私の経験上、このお茶がジャスミン茶に加工されるのは聞いたことも見た事もありません。ただでさえ、希少性が高く、入手が困難な野生茶であり、野生のプアール生茶自体が人気があるため、ジャスミン茶に加工されることは日本は元より、中国でも過去にも例が無いように思います。

*大雪山野生茶(プーアル生茶)

https://hojotea.com/item/d27.htm

*大雪山野生白茶

https://hojotea.com/item/w11.htm

ジャスミン茶の特注生産に必要な手間のかかるサプライチェーン管理

3月に雲南省の生産者から大雪山野生茶を仕入れた後、まず、福建省に送り、そこでパール状に丸める作業を行いました。
元々、タリエンシス種は大ぶりなサイズのお茶であるため、丸めたパールは南洋黒真珠のような外観になってしまいました。
パール状に丸めた茶葉は、広西壮族自治区に転送され、良質なジャスミンの花が開花した秋口に着香作業を行いました。

ジャスミン茶らしくないジャスミン茶

お茶を淹れる前の乾燥茶葉からはジャスミンの香りがしっかり感じられるのですが、実際にお茶を淹れてみると、不思議にもジャスミンの香りは穏やかに感じられます。
余韻が非常に長いため、香りに深みが生じ、それゆえにジャスミン香りが穏やかに感じられるのかもしれません。また、お茶を飲んだ時は、野生茶の独特の香りはあまり感じられませんが、飲み終わったあとに、野生茶らしい香りがゆっくりと立ち上り、口の中に悠然と漂います。

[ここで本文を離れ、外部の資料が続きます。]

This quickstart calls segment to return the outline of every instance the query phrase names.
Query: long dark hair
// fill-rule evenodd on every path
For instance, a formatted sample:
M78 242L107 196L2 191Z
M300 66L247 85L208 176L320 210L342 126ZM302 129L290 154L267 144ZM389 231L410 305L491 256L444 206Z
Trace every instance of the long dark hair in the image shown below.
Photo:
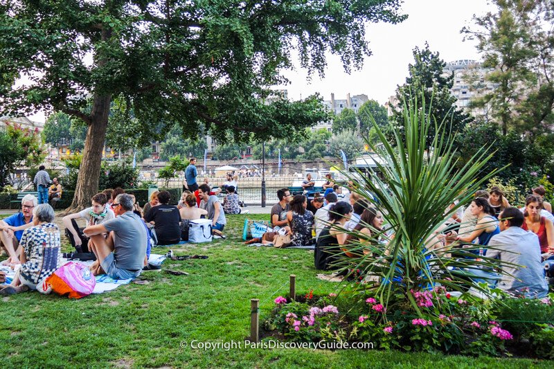
M483 199L483 197L477 197L476 199L474 199L473 202L474 202L475 205L477 206L482 206L483 213L485 213L489 215L494 215L494 212L492 211L492 208L490 207L490 204L489 204L488 200L486 199Z
M305 196L303 195L295 195L289 203L290 210L299 215L303 215L306 212L306 209L304 208L305 202L306 202Z

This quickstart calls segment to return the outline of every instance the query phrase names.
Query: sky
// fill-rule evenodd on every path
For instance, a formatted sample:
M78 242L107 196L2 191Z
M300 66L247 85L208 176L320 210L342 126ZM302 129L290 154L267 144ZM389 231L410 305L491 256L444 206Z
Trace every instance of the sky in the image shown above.
M398 24L371 24L366 28L366 40L373 55L366 58L359 71L344 72L338 56L328 56L325 78L317 73L307 79L305 70L285 71L291 84L286 89L289 100L319 92L323 100L346 99L364 93L384 105L395 94L396 87L408 76L408 64L413 62L412 51L428 42L432 52L438 51L445 62L462 59L479 60L476 42L463 41L460 30L472 26L473 15L482 15L494 8L486 0L405 0L402 13L408 19Z
M474 15L481 15L492 9L487 0L406 0L402 13L408 19L398 24L371 24L366 28L366 39L373 55L366 58L361 70L344 72L339 56L328 55L325 75L314 74L311 80L299 67L283 71L291 83L275 88L286 89L289 99L296 100L319 92L323 100L364 93L382 105L394 95L396 87L408 75L408 64L413 62L412 50L429 43L445 62L461 59L479 60L475 42L463 41L460 30L471 26ZM298 64L298 63L296 63ZM30 117L44 121L42 113Z

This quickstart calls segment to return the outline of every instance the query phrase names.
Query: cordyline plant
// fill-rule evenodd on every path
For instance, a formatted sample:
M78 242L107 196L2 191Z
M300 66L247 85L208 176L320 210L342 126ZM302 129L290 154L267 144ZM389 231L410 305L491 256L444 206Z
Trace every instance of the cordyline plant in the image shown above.
M414 292L431 290L438 285L449 290L474 286L486 291L472 284L468 278L471 273L467 269L493 266L492 260L476 259L475 255L469 252L479 250L479 246L447 249L442 244L437 246L434 236L446 218L460 206L469 204L483 183L503 168L484 175L481 172L494 154L488 146L478 151L463 168L456 169L456 150L452 147L455 136L449 130L449 122L438 124L428 114L431 109L426 110L425 102L422 109L417 107L416 98L404 102L404 121L394 127L391 126L394 128L393 143L387 142L382 129L373 122L382 143L366 142L377 157L377 170L370 168L369 175L359 170L343 172L357 183L353 190L382 211L386 221L380 231L364 224L371 230L371 236L352 232L359 241L348 245L350 255L341 254L337 265L359 270L365 282L370 282L359 284L359 288L379 296L389 310L398 305L396 307L420 315L420 304ZM431 125L436 134L427 147L426 138ZM445 209L456 200L459 201L457 206L445 213ZM379 242L379 239L384 242ZM431 240L436 240L435 244ZM473 258L467 258L470 255ZM494 261L496 266L499 262ZM466 268L466 271L456 271L458 268Z

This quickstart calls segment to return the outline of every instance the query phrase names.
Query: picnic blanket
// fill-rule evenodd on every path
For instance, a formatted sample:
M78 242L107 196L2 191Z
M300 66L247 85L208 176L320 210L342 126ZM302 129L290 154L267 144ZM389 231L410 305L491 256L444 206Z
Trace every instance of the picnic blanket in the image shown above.
M255 246L256 247L262 247L262 246L267 246L267 247L273 247L273 244L263 244L261 242L256 242L253 244L250 244L247 246ZM316 245L310 244L307 246L287 246L287 247L283 247L281 249L302 249L303 250L315 250Z

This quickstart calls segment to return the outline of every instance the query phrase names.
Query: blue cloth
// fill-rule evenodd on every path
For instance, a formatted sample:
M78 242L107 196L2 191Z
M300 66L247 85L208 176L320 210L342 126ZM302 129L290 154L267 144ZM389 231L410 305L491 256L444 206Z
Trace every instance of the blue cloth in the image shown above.
M196 165L189 164L185 170L185 178L186 178L186 184L188 186L196 183L196 177L198 176L198 171L196 170Z
M116 258L114 256L114 253L109 253L105 259L102 260L100 265L106 272L106 275L110 278L113 279L128 279L138 277L141 275L142 269L136 271L132 271L123 268L118 268L116 265Z
M12 227L19 227L21 226L24 226L27 223L25 223L25 218L23 217L23 213L17 213L14 214L13 215L10 215L7 218L3 219L6 222L6 224L8 226L12 226ZM30 217L30 221L33 222L33 216ZM15 232L15 238L17 239L17 242L21 240L21 236L23 236L23 231L17 231Z
M48 187L38 186L39 204L48 204Z

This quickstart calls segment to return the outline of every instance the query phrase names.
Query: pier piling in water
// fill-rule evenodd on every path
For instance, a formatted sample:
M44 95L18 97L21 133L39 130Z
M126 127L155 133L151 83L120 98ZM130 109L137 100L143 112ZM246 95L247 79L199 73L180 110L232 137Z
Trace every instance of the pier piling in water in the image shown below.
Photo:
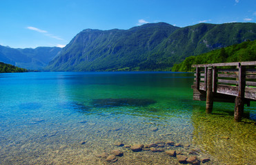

香りの印象としては、ジャスミン茶というよりも、ミカンのような柑橘系の香りに感じられます。素材の質が余韻に強く反映され、一口飲むと体が熱くなり、すぐにお茶酔いが感じられる力強いお茶です。素材の高品質さから社内の試飲者は一様に、「ジャスミン茶らしくはないが、味が深く、いつまでも飲んでいたいお茶」と評価していました。

尚、生産量は限られておりますので、在庫が終了し次第終売となります。